Zn2+ improves sepsis-induced acute kidney injury by upregulating SIRT7-mediated Parkin acetylation.

Zn2+ levels are reported to be correlated with kidney function. We explored the significance of Zn2+ in sepsis-induced acute kidney injury (SI-AKI) through the regulation of sirtuin 7 (SIRT7) activity. The sepsis rat model was established by cecal ligation and perforation (CLP) and intraperitoneally injected with ZnSO4 or SIRT7 inhibitor 97491 (SIRT7i), with renal tubular injury assessed by hematoxylin and eosin staining. In vitro, human renal tubular epithelial cells (HK-2) were induced with lipopolysaccharide to obtain a renal injury cell model, followed by ZnSO4 or SIRT7i and autophagy inhibitor (3-methyladenine) treatment. Interleukin (IL)-1ß, IL-18, reactive oxygen species (ROS), Parkin acetylation level, kidney injury molecule-1 (KIM-1), and neutrophil gelatinase-associated lipocalin (NGAL) expression levels were determined. The renal tubule injury, inflammation condition, and pyroptosis-related and autophagy-related protein levels were assessed. The pyroptosis in kidney tissues and autophagosome formation were observed by transmission electron microscopy.

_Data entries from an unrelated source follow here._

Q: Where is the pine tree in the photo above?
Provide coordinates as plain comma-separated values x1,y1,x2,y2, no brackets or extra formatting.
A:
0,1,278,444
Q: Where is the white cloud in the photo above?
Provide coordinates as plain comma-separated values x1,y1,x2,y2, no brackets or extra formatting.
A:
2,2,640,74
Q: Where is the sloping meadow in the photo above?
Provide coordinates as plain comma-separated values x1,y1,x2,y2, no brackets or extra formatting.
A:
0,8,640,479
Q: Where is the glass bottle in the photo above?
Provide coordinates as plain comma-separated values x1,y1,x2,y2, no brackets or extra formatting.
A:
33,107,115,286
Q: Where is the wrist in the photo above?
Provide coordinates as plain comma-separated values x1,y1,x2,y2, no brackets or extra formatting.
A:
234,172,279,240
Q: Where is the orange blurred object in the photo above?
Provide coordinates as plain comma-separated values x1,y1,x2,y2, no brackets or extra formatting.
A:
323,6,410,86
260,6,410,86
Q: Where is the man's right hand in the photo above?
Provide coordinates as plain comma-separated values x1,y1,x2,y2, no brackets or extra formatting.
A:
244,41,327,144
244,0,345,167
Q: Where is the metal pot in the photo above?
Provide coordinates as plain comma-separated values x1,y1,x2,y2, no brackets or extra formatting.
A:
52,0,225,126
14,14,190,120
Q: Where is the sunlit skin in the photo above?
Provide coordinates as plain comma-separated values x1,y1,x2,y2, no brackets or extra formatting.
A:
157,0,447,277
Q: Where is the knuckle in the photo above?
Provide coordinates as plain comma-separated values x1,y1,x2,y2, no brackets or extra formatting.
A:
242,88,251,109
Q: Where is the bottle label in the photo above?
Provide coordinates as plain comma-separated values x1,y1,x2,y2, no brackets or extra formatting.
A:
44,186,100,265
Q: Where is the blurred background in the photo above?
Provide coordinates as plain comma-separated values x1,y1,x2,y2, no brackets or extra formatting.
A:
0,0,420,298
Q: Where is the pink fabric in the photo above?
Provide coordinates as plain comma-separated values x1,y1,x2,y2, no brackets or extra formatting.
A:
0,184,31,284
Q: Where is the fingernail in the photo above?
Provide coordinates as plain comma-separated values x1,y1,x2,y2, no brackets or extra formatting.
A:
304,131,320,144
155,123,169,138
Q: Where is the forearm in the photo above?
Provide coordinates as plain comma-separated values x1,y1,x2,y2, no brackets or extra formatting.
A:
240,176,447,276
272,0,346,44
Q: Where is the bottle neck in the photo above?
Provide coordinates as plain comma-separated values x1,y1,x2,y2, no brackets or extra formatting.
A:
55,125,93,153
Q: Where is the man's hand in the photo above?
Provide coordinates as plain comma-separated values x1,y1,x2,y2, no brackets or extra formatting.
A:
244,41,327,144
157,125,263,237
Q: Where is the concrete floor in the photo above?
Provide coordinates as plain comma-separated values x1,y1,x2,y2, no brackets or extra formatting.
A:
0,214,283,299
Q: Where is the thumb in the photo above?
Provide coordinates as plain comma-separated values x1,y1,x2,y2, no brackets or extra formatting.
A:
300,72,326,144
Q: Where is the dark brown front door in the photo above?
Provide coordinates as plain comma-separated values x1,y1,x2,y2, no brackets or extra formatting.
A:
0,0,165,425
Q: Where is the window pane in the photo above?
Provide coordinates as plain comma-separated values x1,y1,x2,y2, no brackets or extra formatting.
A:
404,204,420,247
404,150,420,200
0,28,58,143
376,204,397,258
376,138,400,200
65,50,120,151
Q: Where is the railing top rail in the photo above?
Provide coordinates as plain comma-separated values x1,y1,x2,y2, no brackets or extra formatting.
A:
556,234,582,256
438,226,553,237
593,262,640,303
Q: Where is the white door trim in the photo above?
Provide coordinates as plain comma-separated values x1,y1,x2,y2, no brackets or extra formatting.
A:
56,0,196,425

Zn2+ alleviated renal injury in CLP rats and inhibited pyroptosis and its related protein levels by inhibiting SIRT7 activity in septic rat renal tissues. In vitro, Zn2+ increased HK-2 cell viability and reduced KIM-1, NGAL, IL-1ß, IL-18, NLRP3 inflammasome, cleaved caspase-1, gasdermin D-N levels, and pyroptotic cell number. Zn2+ increased autophagosome number and LC3BII/LC3BI ratio and decreased TOM20, TIM23, P62, and mitochondrial ROS levels. Zn2+ increased Parkin acetylation by repressing SIRT7 activity. Inhibiting mitophagy partially averted Zn2+-inhibited NLRP3 inflammasome activation and apoptosis in HK-2 cells. Zn2+ upregulated Parkin acetylation by repressing SIRT7 activity to promote mitophagy and inhibit NLRP3 inflammasome activation and pyroptosis, thus improving SI-AKI.NEW & NOTEWORTHY Zn2+ upregulated Parkin acetylation by repressing sirtuin 7 activity to promote mitophagy and inhibit NLRP3 inflammasome activation and pyroptosis, thus improving sepsis-induced acute kidney injury.